Indeed blaming the Labour Party itself for this decline in membership would not only be convenient, it would also be misleading. Instead it seems that the political culture of the country itself has changed dramatically in the last fifty or sixty years to an extent at which notions of tribal party loyalty now seem old-fashioned and have been replaced by an emphasis on individualism and personal beliefs.
It is not clear what the precise cause of this is, and it is likely there are several such causes. A supposedly less homogenous class system; greater access to information and news via the web; the advent of globalisation and its emphasis on consumerism; the apparent triumph of Capitalism over all other forces; and the growing disconnect between political parties and the people they purport to represent all appear to have contributed to a breakdown in deep-rooted party loyalty.
And in place of this, we are faced with a new reality: what we might call ‘the politics of consumerism’.
Perhaps this is healthy. Perhaps none of this matters Perhaps it is the expression of people’s democratic will being freed up by an emphasis on our individual beliefs. But what good exactly is individual will if it is expressed disparately at the ballot box? What good is it for people who want a progressive government in this country to vote for a diaspora of ‘anti-establishment’ parties – Labour, the Greens, the SNP, Ukip (maddeningly), the Lib Dems (don’t laugh), and others besides?
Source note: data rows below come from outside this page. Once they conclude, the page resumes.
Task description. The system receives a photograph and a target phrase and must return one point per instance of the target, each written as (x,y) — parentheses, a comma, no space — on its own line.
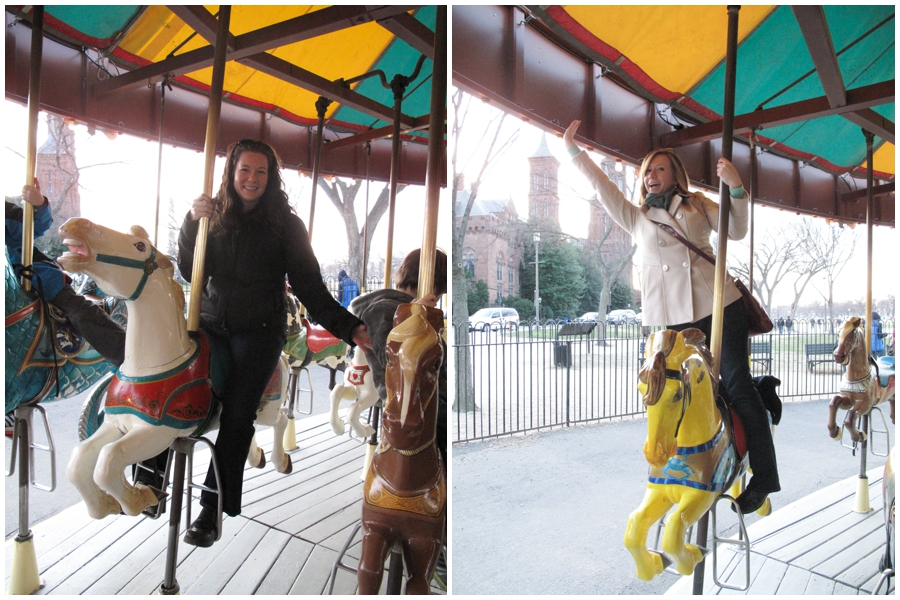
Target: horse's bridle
(685,394)
(147,266)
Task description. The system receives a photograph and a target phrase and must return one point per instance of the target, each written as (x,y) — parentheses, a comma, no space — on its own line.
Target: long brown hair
(273,203)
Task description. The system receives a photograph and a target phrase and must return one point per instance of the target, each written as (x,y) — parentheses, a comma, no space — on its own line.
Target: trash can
(562,354)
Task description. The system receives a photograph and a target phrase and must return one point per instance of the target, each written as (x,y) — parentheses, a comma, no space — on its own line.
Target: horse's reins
(147,266)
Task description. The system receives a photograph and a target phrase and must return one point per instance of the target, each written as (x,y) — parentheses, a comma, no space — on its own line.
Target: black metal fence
(543,375)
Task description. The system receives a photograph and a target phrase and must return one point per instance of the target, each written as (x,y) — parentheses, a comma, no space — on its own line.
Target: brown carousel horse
(405,490)
(864,384)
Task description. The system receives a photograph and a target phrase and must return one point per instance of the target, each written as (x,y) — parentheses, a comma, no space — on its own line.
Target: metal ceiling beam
(308,26)
(410,30)
(373,134)
(814,27)
(856,100)
(291,73)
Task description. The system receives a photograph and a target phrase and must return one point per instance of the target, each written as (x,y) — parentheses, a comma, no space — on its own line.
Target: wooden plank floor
(291,529)
(817,545)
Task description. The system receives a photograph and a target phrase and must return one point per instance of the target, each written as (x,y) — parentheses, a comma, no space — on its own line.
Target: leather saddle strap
(671,231)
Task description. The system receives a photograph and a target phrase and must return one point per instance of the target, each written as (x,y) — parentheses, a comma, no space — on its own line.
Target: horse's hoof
(766,509)
(262,460)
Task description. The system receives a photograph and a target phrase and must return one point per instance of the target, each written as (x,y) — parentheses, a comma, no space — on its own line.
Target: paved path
(545,513)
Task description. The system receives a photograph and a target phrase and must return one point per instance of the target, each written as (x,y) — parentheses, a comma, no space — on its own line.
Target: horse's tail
(91,417)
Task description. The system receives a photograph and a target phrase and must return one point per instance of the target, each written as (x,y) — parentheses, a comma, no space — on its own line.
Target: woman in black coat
(254,240)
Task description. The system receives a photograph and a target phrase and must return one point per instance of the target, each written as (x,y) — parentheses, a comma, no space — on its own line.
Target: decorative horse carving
(307,343)
(164,389)
(405,492)
(689,446)
(40,353)
(863,384)
(359,389)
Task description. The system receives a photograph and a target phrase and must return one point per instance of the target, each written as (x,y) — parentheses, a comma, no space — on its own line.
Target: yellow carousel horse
(866,383)
(689,447)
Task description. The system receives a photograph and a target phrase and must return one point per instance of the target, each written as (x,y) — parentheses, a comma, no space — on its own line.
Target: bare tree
(343,194)
(480,134)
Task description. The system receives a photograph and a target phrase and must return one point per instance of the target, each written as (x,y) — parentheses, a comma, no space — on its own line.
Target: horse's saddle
(182,397)
(318,338)
(885,368)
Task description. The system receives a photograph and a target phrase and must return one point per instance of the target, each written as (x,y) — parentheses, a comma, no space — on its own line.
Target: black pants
(734,369)
(254,356)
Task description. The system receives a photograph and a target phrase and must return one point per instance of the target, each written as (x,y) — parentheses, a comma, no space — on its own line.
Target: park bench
(819,353)
(562,350)
(761,352)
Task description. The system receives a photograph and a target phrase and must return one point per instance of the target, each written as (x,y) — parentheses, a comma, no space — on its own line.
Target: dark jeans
(734,370)
(254,356)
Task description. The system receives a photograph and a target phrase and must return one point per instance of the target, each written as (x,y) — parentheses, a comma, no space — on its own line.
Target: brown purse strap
(671,231)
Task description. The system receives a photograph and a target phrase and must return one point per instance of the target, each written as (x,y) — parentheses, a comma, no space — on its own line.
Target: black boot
(203,531)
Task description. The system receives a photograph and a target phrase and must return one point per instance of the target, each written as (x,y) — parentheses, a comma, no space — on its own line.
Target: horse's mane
(850,325)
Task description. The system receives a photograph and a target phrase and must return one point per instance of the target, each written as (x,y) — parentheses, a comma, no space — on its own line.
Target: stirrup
(23,417)
(667,562)
(743,541)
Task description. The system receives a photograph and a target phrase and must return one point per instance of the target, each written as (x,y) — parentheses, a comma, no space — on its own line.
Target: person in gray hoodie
(376,309)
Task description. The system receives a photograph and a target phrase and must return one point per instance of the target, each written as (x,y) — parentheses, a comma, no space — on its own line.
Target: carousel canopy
(809,79)
(106,66)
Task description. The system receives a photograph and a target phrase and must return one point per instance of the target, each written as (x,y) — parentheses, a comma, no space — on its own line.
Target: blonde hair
(678,168)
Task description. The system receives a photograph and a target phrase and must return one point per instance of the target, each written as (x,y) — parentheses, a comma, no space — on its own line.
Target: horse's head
(120,263)
(415,352)
(849,340)
(674,361)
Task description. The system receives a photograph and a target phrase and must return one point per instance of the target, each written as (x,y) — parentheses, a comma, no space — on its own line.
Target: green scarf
(662,201)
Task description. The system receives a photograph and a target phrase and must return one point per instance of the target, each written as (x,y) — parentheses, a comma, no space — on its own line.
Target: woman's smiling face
(659,177)
(251,174)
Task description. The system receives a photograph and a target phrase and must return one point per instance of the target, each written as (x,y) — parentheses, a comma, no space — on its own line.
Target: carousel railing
(515,379)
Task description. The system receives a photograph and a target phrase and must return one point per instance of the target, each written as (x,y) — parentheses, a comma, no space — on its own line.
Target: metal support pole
(398,86)
(321,107)
(162,120)
(34,107)
(722,249)
(212,133)
(435,151)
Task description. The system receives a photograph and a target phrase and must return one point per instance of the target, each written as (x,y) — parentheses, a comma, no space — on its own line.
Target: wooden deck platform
(817,545)
(286,540)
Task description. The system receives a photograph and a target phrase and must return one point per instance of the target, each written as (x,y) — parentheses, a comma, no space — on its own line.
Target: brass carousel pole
(34,107)
(24,576)
(212,133)
(862,504)
(721,250)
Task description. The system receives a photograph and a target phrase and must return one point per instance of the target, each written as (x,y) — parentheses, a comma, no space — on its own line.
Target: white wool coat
(676,284)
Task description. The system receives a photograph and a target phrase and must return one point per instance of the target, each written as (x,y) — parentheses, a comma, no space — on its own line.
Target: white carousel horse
(359,389)
(164,388)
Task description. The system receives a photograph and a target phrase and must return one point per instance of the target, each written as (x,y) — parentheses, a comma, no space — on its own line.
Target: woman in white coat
(677,285)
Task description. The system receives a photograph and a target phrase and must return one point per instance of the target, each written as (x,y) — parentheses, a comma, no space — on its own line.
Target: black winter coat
(244,286)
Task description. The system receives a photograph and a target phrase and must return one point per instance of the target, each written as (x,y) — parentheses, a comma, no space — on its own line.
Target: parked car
(494,319)
(622,317)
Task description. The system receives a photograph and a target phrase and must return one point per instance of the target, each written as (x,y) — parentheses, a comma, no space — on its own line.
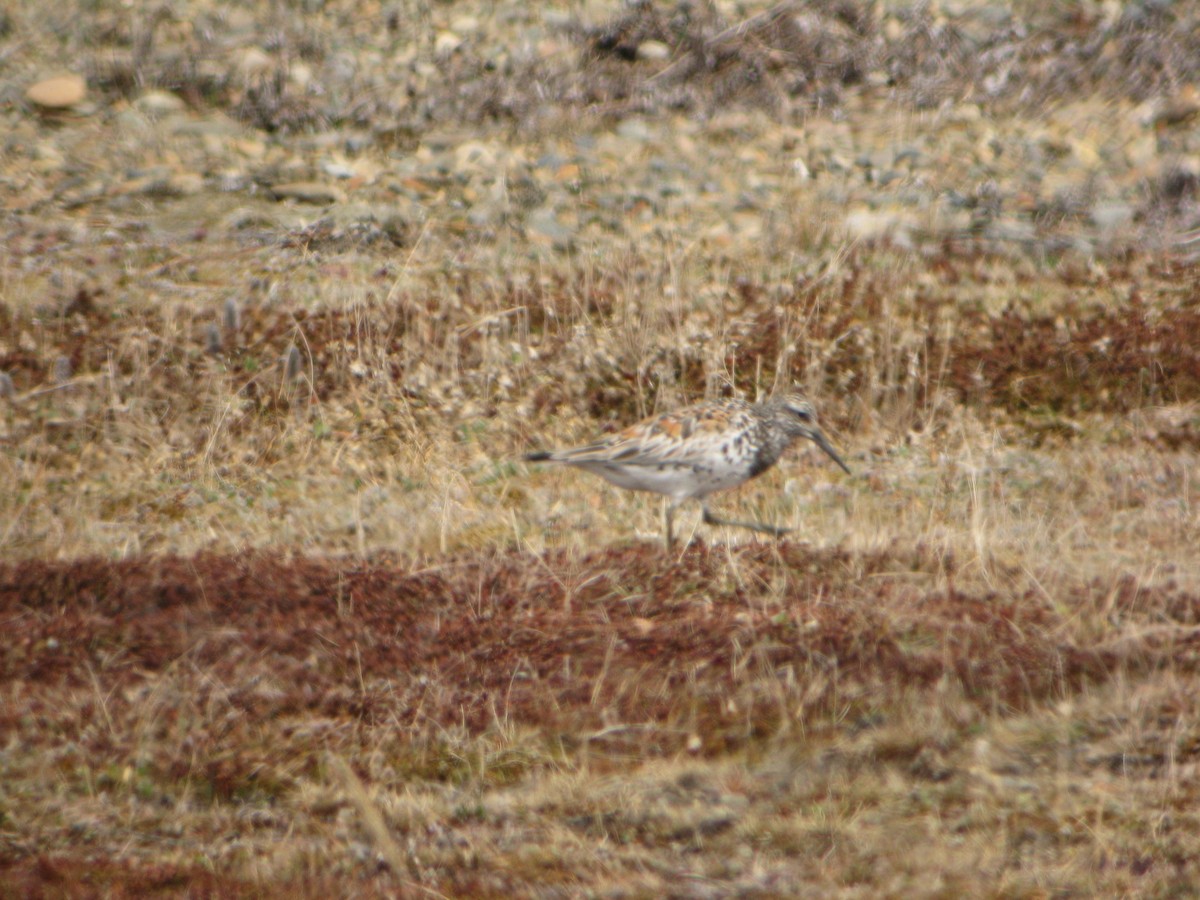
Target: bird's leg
(761,527)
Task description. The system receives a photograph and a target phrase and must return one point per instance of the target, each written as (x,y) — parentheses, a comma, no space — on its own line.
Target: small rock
(61,93)
(653,51)
(157,103)
(634,129)
(309,192)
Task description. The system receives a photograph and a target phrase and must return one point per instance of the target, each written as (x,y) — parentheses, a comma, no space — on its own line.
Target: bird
(694,451)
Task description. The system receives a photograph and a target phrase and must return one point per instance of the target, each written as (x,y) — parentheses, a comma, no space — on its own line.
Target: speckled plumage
(691,453)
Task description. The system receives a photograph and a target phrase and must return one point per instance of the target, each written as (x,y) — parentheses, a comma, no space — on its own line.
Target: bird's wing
(673,438)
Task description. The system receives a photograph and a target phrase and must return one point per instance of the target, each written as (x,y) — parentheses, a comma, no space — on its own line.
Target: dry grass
(286,616)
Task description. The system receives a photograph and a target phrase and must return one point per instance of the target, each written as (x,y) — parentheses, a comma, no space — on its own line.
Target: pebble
(653,51)
(309,192)
(157,103)
(60,93)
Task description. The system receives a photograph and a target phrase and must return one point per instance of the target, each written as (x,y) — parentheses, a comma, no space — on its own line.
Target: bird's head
(797,418)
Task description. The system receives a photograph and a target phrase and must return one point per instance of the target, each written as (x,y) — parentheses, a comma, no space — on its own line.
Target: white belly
(679,483)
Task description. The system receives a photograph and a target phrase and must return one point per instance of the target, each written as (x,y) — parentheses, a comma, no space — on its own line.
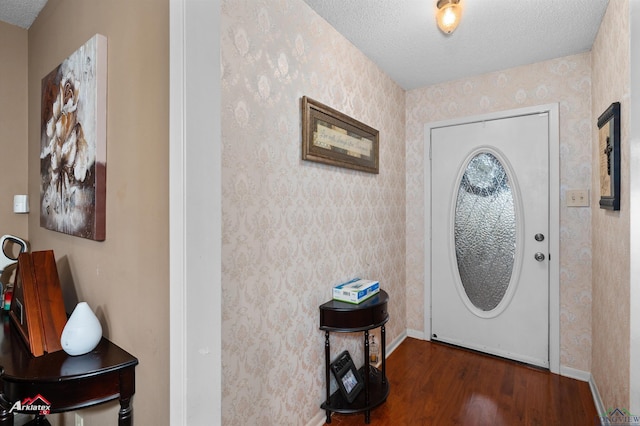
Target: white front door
(490,242)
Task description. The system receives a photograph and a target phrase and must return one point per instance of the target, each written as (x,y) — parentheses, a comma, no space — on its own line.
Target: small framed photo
(609,155)
(347,376)
(331,137)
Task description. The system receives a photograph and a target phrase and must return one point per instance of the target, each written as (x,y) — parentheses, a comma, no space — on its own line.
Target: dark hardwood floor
(436,384)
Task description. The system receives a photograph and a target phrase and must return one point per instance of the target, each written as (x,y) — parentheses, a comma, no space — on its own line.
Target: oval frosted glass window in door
(485,231)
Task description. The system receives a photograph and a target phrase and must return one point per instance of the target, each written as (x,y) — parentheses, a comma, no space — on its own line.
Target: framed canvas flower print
(73,149)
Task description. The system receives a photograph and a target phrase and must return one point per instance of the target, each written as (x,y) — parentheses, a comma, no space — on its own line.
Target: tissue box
(356,290)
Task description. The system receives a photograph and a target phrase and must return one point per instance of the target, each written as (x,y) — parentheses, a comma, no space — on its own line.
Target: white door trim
(195,240)
(554,218)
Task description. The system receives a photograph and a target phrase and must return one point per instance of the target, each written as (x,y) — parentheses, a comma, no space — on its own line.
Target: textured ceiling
(402,38)
(20,12)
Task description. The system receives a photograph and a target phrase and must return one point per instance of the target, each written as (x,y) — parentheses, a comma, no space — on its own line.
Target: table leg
(327,360)
(6,416)
(125,415)
(367,377)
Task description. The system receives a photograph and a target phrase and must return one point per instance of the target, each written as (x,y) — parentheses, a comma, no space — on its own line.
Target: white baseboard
(394,345)
(318,420)
(597,400)
(574,373)
(416,334)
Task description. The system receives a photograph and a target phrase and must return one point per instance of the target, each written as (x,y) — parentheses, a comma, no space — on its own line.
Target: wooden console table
(344,317)
(66,382)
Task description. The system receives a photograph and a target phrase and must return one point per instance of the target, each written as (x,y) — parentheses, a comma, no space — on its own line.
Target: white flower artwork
(73,143)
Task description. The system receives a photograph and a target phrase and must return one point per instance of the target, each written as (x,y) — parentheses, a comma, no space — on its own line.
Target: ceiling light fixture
(448,15)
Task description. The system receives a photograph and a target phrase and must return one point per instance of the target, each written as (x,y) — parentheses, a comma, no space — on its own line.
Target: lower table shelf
(378,393)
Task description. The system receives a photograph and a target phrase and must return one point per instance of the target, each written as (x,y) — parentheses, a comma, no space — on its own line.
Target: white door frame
(554,218)
(195,214)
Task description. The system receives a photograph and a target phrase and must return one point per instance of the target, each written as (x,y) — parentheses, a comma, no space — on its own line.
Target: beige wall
(125,279)
(292,229)
(566,81)
(13,127)
(611,261)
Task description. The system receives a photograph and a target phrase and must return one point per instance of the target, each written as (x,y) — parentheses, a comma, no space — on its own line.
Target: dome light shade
(448,15)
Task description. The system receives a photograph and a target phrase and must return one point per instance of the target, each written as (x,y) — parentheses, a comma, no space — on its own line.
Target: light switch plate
(578,198)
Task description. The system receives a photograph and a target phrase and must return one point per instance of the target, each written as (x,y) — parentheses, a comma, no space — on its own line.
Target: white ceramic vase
(83,331)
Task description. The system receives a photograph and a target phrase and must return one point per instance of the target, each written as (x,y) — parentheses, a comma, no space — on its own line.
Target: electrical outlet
(578,198)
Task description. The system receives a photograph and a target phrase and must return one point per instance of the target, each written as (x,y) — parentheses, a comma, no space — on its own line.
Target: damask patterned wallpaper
(566,81)
(611,230)
(293,229)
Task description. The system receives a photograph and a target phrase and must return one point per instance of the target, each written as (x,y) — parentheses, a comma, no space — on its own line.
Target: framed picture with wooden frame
(609,157)
(347,376)
(331,137)
(37,307)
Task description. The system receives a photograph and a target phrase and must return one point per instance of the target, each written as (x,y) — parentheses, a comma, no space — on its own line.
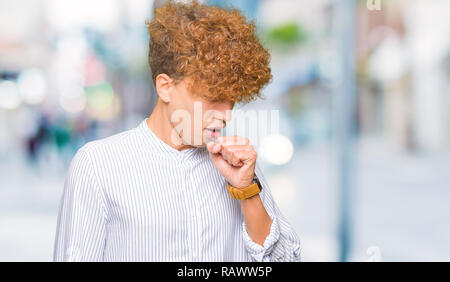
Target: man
(173,189)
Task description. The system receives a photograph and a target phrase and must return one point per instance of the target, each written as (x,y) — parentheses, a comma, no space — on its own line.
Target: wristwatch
(247,192)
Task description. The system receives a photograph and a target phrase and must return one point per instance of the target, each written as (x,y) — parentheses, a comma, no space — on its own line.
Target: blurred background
(360,165)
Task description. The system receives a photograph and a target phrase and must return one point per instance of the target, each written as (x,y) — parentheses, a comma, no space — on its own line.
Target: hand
(235,158)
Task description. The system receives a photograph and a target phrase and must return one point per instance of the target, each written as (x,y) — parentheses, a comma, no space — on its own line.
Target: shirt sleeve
(80,232)
(282,243)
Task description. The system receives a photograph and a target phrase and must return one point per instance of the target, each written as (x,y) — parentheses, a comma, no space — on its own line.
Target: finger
(238,154)
(232,140)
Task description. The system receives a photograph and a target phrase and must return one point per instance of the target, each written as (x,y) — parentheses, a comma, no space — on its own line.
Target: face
(195,120)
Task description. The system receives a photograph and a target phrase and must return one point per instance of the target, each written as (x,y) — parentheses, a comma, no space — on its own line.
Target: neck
(159,123)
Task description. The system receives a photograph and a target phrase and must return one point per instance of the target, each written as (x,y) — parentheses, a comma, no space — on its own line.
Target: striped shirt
(132,197)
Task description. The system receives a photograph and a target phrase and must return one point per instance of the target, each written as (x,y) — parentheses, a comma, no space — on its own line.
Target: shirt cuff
(258,252)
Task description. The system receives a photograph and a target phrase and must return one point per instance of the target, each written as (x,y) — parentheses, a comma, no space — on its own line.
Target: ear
(164,86)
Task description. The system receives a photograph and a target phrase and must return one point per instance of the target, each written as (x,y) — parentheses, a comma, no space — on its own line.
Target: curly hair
(214,47)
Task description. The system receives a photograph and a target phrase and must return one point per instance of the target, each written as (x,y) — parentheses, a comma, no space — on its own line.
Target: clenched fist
(235,158)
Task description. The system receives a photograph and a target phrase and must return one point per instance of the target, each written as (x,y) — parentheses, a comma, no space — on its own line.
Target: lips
(214,132)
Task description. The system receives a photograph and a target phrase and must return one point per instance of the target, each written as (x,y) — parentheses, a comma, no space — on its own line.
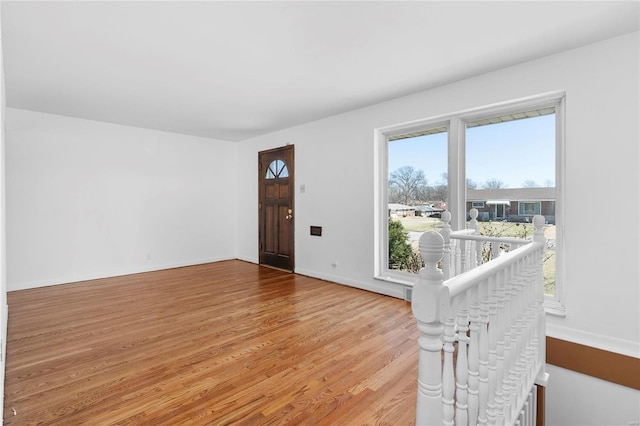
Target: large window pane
(511,169)
(417,193)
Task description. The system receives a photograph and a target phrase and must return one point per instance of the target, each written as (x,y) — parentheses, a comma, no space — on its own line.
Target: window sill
(554,308)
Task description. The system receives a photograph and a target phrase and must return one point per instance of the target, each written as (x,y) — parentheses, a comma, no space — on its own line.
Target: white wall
(87,199)
(335,162)
(3,258)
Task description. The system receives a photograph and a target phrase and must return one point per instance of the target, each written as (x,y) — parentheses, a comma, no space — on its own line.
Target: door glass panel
(277,169)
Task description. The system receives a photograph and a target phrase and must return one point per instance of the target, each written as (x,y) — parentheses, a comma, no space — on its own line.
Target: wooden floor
(221,343)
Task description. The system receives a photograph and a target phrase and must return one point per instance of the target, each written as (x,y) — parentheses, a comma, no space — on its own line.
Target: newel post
(473,222)
(430,299)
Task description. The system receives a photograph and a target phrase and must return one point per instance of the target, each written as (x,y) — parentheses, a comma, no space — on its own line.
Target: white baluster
(445,231)
(483,344)
(475,257)
(462,367)
(500,362)
(493,343)
(474,355)
(538,236)
(448,379)
(429,296)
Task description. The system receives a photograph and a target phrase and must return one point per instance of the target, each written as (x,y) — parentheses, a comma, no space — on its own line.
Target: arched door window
(277,169)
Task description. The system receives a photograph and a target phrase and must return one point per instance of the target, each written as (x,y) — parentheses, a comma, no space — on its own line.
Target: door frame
(288,151)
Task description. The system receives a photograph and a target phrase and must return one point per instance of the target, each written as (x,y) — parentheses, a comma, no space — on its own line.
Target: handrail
(510,240)
(461,283)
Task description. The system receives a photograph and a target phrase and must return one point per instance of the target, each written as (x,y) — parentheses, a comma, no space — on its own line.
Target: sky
(512,152)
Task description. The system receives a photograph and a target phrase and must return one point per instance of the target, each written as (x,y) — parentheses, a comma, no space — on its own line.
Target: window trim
(456,123)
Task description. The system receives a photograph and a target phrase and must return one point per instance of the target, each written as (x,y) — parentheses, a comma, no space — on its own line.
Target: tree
(406,185)
(493,184)
(400,251)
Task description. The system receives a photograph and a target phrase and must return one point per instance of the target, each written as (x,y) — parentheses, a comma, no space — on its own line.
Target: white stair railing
(493,314)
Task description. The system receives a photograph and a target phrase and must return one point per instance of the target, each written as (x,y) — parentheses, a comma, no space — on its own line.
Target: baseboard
(3,349)
(110,274)
(606,343)
(388,289)
(610,366)
(249,259)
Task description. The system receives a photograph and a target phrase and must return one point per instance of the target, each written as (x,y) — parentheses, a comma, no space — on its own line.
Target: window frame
(456,124)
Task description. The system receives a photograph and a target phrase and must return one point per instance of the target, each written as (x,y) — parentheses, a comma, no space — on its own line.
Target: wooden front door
(276,215)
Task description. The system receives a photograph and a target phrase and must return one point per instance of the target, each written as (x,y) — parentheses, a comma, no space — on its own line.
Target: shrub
(400,252)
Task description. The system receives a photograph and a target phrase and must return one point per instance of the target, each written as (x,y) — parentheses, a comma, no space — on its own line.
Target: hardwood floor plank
(222,343)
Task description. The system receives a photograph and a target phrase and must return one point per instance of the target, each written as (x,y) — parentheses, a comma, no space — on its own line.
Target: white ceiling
(234,70)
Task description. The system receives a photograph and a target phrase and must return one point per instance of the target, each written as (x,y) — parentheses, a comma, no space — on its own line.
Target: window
(528,209)
(277,169)
(519,169)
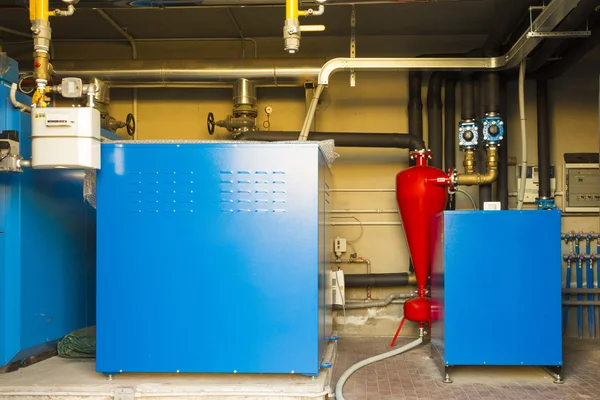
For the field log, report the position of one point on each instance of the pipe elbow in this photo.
(489, 176)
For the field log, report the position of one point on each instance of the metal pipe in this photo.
(567, 287)
(275, 72)
(343, 139)
(589, 283)
(579, 303)
(449, 132)
(579, 280)
(374, 223)
(142, 40)
(434, 119)
(546, 21)
(358, 261)
(373, 211)
(502, 182)
(467, 97)
(364, 190)
(15, 32)
(381, 303)
(415, 107)
(379, 280)
(469, 179)
(121, 31)
(582, 290)
(543, 133)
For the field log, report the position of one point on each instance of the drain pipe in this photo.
(415, 107)
(449, 127)
(545, 201)
(434, 118)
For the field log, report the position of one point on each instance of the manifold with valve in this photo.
(243, 117)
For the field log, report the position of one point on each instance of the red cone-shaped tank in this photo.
(421, 193)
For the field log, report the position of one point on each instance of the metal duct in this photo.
(177, 72)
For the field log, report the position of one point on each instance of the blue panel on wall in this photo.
(221, 261)
(497, 301)
(47, 263)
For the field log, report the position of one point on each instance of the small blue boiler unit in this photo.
(496, 289)
(212, 257)
(47, 246)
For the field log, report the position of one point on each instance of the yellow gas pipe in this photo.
(39, 14)
(292, 28)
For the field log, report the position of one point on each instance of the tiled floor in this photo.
(414, 375)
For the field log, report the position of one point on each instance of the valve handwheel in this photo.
(130, 124)
(210, 123)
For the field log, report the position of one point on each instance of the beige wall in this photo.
(376, 104)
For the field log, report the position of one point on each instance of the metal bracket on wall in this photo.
(353, 44)
(553, 35)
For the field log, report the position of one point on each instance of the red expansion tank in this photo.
(421, 194)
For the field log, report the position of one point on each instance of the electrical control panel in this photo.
(532, 183)
(582, 188)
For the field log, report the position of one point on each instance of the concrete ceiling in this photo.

It should be added that the politics of consumerism is not confined to the left or the right of the Labour Party. For example, recently-resigned Dan Hodges’s fundamentalism about the direction Labour must take is as unhelpful as the extremism expressed by many on the hard left. Debate, discussion and democracy are to be cherished. But so too are solidarity, loyalty and the fundamental idea of a Labour movement moving together against the establishment.
It is a simple truth often to be repeated, but united we stand, divided we fall. I know from my long personal journey towards Labour politics some years ago what a pact of loyalty with our party means. A pact of loyalty with the greatest force for social justice in the history of our country, from which I could never walk away, and to which I have pledged my allegiance until my or the party’s extinction get in the way of that.
And so to those for whom membership of the Labour Party is a new, exciting and curious thing, I urge you to remember one thing: membership of the Labour Party is for life, not just for Christmas.